Reputation: 16483
I have large file 9600x7000 pixel jpg file I am trying to see if I can do a edge detection. I tried loading the large (25Mb) file using:
from PIL import Image
image = Image.open("C:\\pathtofile\\test-tac.jpg")
image.show()
However python interpreter will crash. I am using Pycharm running Python 2.7.
So, I used a GDAL (used for large GEO refererencing files) to load the file. It will load the file into memory without any problem.
#reference http://www.gdal.org/gdal_tutorial.html
import gdal
from gdalconst import *
dataset = gdal.Open("C:\\pathtofile\\test-tac.jpg", GA_ReadOnly )
if dataset is None:
print "error loading file in gdal"
This will load file. However, I am trying to run following edge detection on it:
from matplotlib import pyplot as plt
from skimage import data
from skimage.feature import corner_harris, corner_subpix, corner_peaks
from skimage.transform import warp, AffineTransform
from skimage.draw import ellipse
# running corner Harris on the image object to detect image corners.

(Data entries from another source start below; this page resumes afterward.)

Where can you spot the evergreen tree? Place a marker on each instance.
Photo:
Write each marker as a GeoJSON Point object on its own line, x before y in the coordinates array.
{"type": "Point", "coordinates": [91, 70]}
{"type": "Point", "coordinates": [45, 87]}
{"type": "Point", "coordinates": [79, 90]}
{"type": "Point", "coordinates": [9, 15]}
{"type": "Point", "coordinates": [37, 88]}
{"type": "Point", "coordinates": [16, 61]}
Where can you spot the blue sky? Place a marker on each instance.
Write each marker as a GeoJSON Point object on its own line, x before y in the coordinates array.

#(reference http://scikit-image.org/docs/dev/auto_examples/plot_corner.html)
coords = corner_peaks(corner_harris(image), min_distance=3) #5
coords_subpix = corner_subpix(image, coords, window_size=13)
plt.gray()
plt.imshow(image, interpolation='nearest')
plt.plot(coords[:, 1], coords[:, 0], '.b', markersize=9) # dots
plt.plot(coords_subpix[:, 1], coords_subpix[:, 0], '+r', markersize=15) # +
plt.plot(coords_subpix[:, 1][1], coords_subpix[:, 0][1], '*r', markersize=20) #X_Point1=Subpix[:,1][1], Y_Point1=Subpix[:,0][1]
N=len(coords_subpix[:,0])
labels = ['point{0}'.format(i) for i in range(N)]
#Label corners in image
for label, x, y in zip(labels, coords_subpix[:,1], coords_subpix[:,0]):
plt.annotate(label,
xy=(x,y), xytext = (-10,10),
textcoords = 'offset points', ha = 'right', va = 'bottom',
bbox = dict(boxstyle = 'round,pad=0.5', fc = 'yellow', alpha = 0.5),
arrowprops = dict(arrowstyle = '->', connectionstyle = 'arc3,rad=0'))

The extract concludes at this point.